SANTA ANA, CA.- The Bowers Museum presents its latest exhibition of “Heavenly Horses: Two Thousand Years of Chinese and Japanese Equine Art.” During this Year of the Horse, Bowers celebrates these animals that continue to fascinate and inspire people around the world.

The horse’s impact on both Chinese and Japanese culture cannot be overstated. They shepherded goods, people and ideas across the expansive and varied climates of a continent during the height of the Silk Roads. They were indispensable as military chargers and aided in the expansion and control of empires.

The horse was embraced as companion and participant in leisure and recreational activities including polo, horse “dancing,” and hunting. Horses also figure prominently in the mythology, philosophy, religion, and folklore of both China and Japan.

“Heavenly Horses: Two Thousand Years of Chinese and Japanese Equine Art” will be on display at the Bowers Museum through November 16, 2014.

The Chinese quest for bigger, better, and faster horses required immense resources, and breeders continually refined their stocks. The prized “heavenly horses” were large, powerful specimens sought from the Fergana region of Central Asia. Legend states that these horses could fly and would sweat blood (likely caused by parasitic nematodes that lived just under their skin).

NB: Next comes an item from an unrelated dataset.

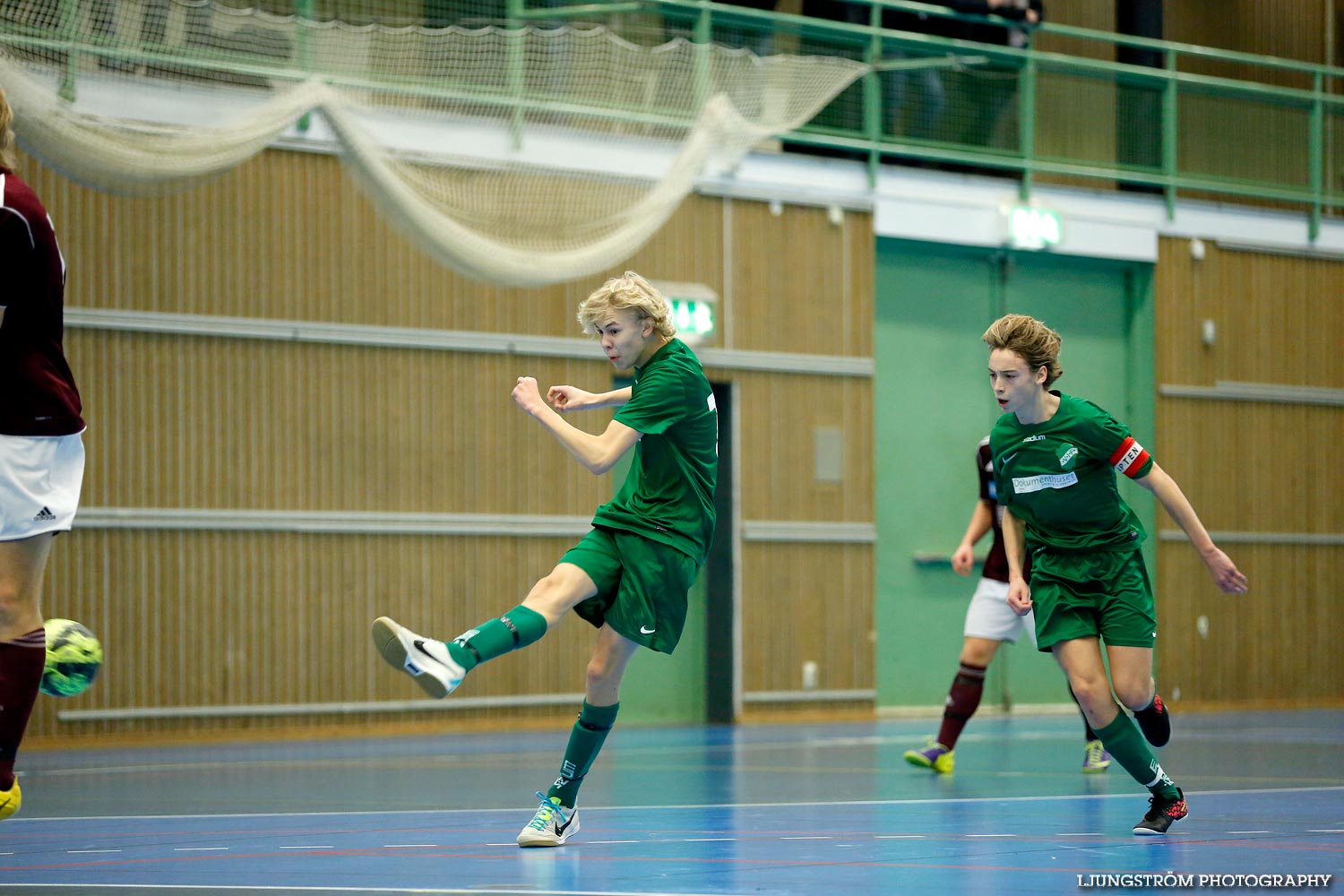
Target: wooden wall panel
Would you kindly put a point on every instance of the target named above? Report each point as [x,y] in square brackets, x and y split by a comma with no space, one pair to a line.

Most of the earliest representations of horses from China are pottery, stone, or bronze sculptures found in the graves of the elite and intended to accompany the deceased into the afterlife. Later, horse painting became a major genre in and of itself. Through trade and human exploration, horses made their way from the Asian mainland to Japan by way of the Korean peninsula. Early evidence of the importance of horses in Japanese life includes superb bronze trappings and haniwa (cylindrical clay sculptures) in the shape of horses that were placed within or around the great imperial tomb mounds. With the rise of the samurai, the horse became firmly established as an indispensable component of Japanese warfare as well as a lasting symbol of refinement and power.